数秒の露光時間に記録された動きは、水の中を漂流するプランクトンを象徴するぼやけた写真を生み出します。欠陥のあるカメラと消費期限が切れたフィルムを用いることで意図的に粒子を荒らした写真は、技術と主題の両方が持つ不完全性に焦点が当てられています。


プランクトンはマイクロプラスチック粒子を食べ物と間違えて摂取します。食物連鎖の一番底辺にあるマイクロプラスチック粒子は、より大きな生物にとっては欠かせない糧です。プラスチックが海洋生物や人間に与える有害な影響は、生死に関わる重要な懸念事項なのです。

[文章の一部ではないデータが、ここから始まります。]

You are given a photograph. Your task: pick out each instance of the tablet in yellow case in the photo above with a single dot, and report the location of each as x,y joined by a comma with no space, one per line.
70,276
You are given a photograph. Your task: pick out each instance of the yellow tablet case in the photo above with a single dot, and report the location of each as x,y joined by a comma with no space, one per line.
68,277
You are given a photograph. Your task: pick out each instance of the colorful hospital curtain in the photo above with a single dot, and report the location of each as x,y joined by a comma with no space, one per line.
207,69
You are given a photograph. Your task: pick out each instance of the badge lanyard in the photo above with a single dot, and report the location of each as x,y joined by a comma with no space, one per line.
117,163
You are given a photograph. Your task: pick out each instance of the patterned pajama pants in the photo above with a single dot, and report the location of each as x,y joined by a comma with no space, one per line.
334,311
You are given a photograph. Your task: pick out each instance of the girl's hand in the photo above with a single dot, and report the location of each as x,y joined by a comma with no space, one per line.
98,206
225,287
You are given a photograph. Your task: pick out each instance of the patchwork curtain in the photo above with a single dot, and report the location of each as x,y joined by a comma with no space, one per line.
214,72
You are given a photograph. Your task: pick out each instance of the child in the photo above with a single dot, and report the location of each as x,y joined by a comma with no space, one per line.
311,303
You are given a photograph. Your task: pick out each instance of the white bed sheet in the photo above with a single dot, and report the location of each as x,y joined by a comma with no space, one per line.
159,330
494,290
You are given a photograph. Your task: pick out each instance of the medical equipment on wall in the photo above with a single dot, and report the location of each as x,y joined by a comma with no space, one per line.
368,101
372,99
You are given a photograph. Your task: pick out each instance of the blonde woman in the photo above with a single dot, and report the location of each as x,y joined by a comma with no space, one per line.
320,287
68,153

本シリーズの作品はこちらでご覧いただけます:Prix Pictet 英語ウェブサイト

https://www.prixpictet.com/portfolios/space-shortlist/mandy-barker/


 マンディ ・ バーカーはイギリスのレスターにあるド ・ モンフォール大学で修士号(写真)を取得。海洋プラスチックごみに関する彼女の作品は、国際的に評価されている。現在も続く《スープ》シリーズは、「タイム」、「ガーディアン」、「ナショナルジオグラフィック」、「スミソニアン ・ マガジン」に掲載され、CNNでも取り上げられた。作品は、ロンドンのPhotographer’sGallery、NYのAperture Foundation、香港科技園公司など、世界中のグループ展にて展示された。2016年、Meijburg Art Commissionにノミネートされ、アムステルダムのUnseen Photo Fairでも作品が展示された。Lens Culture Earth Award(2015 年)、国際写真賞(IPA)(2014 年エディトリアル、環境の専門分野において)など受賞多数。



【Prix Pictet 作品解説シリーズ】

「Prix Pictet(プリピクテ)」は、地球の抱えるサステナビリティの問題の喚起を目的としてピクテが設立した権威ある国際写真賞です。毎回異なるテーマのもと選ばれた受賞候補作品は、日本を含む世界主要都市で展示されます。その作品の解説をシリーズで掲載して参ります。